Posted: Thu 20th Feb 2020

Updated: Tue 3rd Mar

Gwynedd Council staff’s pay sacrifice to be restored after 8 years

North Wales news and information
This article is old - Published: Thursday, Feb 20th, 2020

A trade union has welcomed plans to restore a day and a half’s pay for Gwynedd Council staff, eight years after workers accepted the cut to stave off further job losses.
In 2012, during the early days of a decade of local authority funding cuts, council staff were asked to accept a package which was the equivalent to them giving up a day and a half unpaid to the authority every year.
At the time, the sacrifice was proposed in a bid to protect services and minimise the number of redundancies.
It affected all staff except those employed under teachers terms and conditions (including head teachers and supply teachers), and those employed by GWE, the School Effectiveness and Improvement Service for North Wales, for whom Gwynedd act as the lead administrator rather than the employer.
But eight years on, following a better than expected financial settlement from Cardiff Bay, decision makers are proposing to restore the status quo from April 2020.
Costing £380,000, the proposal to be approved when the authority sets its budget for 2020/21 next month – which also contains £1m of mainly austerity cuts with ratepayers also expected to pay an extra 3.9% in their council tax bills from April.
A report that was approved by the council’s cabinet on Tuesday, noted: “The salary deduction was reduced from a day and a half to one day in 2018.
“At that time, the Council was committed to removing the one remaining day as soon as practically possible.
“In the context of the Council’s grant settlement for 2020/21 which is better than expected, we believe that there is an opportunity this year to remove the one remaining day.
“Although the grant settlement is counterbalanced by additional costs, the position is more favourable than in any year since 2008.
“A budget provision of £380k will enable us to give back the day’s pay to the Council’s staff, i.e. remove the current salary deduction from April 2020 onwards.”
Welcoming the proposal, the county’s Unison branch – the UK’s largest union which largely represents public workers – described the move as the result of discussions going back several years.
But despite this, officials were keen to stress that staff cuts had not been staved off completely, with Gwynedd’s headcount having been slashed by 459, from 6,954 to 6,495 between 2010 and 2018.
Osian Richards, UNISON Gwynedd’s branch chair said: “We are sure that all workers from school cooks and librarians, to refuse workers and highways maintenance staff will be pleased with this development.
“Council staff made a sacrifice to their pay and demonstrated their commitment to maintaining vital services for the communities they serve.
“Local government is in crisis.
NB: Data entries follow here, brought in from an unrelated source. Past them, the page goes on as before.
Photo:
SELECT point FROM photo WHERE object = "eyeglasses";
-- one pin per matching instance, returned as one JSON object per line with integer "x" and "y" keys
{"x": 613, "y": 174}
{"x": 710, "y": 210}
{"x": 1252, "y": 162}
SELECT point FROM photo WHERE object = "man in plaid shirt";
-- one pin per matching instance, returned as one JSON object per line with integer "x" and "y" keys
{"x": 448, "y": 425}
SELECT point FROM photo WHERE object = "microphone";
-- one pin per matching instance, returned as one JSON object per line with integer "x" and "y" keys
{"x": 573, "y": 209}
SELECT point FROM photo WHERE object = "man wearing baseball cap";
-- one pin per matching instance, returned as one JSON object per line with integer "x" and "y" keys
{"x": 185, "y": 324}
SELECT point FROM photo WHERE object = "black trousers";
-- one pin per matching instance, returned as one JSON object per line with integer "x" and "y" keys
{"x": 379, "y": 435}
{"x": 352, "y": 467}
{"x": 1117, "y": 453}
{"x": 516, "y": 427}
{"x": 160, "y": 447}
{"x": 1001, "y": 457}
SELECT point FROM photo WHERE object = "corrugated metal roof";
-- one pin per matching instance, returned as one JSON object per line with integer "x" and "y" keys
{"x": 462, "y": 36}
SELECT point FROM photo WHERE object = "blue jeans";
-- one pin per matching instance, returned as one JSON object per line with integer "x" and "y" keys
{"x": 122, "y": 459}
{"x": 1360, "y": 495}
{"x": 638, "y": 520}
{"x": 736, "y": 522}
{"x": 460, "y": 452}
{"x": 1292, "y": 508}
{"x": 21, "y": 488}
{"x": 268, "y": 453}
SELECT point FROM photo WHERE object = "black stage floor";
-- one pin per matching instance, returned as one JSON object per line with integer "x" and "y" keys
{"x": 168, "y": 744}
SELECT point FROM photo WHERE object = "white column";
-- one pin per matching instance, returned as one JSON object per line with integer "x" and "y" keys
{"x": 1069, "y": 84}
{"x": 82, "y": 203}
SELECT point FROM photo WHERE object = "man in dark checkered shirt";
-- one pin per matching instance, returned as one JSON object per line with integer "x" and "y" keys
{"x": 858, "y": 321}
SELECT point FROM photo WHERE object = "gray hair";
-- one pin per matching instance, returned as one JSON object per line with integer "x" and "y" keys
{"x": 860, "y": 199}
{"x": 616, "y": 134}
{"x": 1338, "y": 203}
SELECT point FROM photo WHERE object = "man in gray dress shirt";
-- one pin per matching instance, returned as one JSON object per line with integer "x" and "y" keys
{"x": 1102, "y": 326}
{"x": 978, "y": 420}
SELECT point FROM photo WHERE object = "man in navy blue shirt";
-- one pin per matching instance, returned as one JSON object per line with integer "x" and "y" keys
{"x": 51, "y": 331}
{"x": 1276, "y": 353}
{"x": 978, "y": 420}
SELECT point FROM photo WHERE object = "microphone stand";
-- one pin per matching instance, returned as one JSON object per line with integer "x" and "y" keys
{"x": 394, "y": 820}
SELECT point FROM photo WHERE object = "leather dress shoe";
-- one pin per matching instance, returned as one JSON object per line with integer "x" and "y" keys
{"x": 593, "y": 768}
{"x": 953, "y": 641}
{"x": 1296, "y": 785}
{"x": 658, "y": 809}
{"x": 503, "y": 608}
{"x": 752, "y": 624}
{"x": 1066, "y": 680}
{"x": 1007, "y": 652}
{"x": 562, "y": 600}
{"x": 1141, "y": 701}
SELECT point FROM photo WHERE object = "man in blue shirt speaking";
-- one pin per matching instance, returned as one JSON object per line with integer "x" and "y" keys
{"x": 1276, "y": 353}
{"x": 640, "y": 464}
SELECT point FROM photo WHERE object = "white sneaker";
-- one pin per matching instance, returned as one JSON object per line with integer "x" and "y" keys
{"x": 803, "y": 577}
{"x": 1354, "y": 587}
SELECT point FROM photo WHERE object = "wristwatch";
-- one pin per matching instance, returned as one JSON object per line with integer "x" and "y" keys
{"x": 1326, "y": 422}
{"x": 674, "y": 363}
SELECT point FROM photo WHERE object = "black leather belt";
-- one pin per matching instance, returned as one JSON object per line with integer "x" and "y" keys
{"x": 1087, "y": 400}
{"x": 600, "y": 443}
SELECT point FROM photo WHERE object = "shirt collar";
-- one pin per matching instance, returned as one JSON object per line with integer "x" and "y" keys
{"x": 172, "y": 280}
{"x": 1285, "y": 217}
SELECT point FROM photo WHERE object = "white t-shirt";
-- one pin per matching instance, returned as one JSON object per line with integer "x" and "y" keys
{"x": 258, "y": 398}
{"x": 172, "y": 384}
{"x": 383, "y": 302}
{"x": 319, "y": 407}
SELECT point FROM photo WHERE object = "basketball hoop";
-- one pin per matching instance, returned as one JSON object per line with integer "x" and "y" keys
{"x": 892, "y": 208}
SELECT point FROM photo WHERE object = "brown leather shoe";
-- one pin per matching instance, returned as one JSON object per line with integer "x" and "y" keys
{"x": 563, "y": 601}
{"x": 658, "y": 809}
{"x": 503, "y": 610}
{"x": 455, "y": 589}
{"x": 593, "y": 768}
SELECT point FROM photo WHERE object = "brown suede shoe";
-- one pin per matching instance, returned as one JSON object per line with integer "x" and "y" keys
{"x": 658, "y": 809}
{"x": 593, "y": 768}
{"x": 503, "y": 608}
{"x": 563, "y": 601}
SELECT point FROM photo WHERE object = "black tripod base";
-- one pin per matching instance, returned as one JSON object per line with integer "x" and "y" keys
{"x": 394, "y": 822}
Welsh councils have been starved of funds by ten years of Westminster spending cuts and they don’t have enough money to invest in the public services we need.”
“Since 2010, Gwynedd Council staff, like all local government workers, have endured years of pay freezes and have lost the equivalent to 7 per cent of the workforce.
“The demand for public services is still there and council staff are working harder than ever before with fewer resources.
“If you want quality public services for the people of Gwynedd, it can’t be done ‘on the cheap’. UNISON is calling for an end to austerity and for all local authority staff to be paid fairly.”
The final budget proposals will be discussed when Gwynedd’s full council meets on March 5.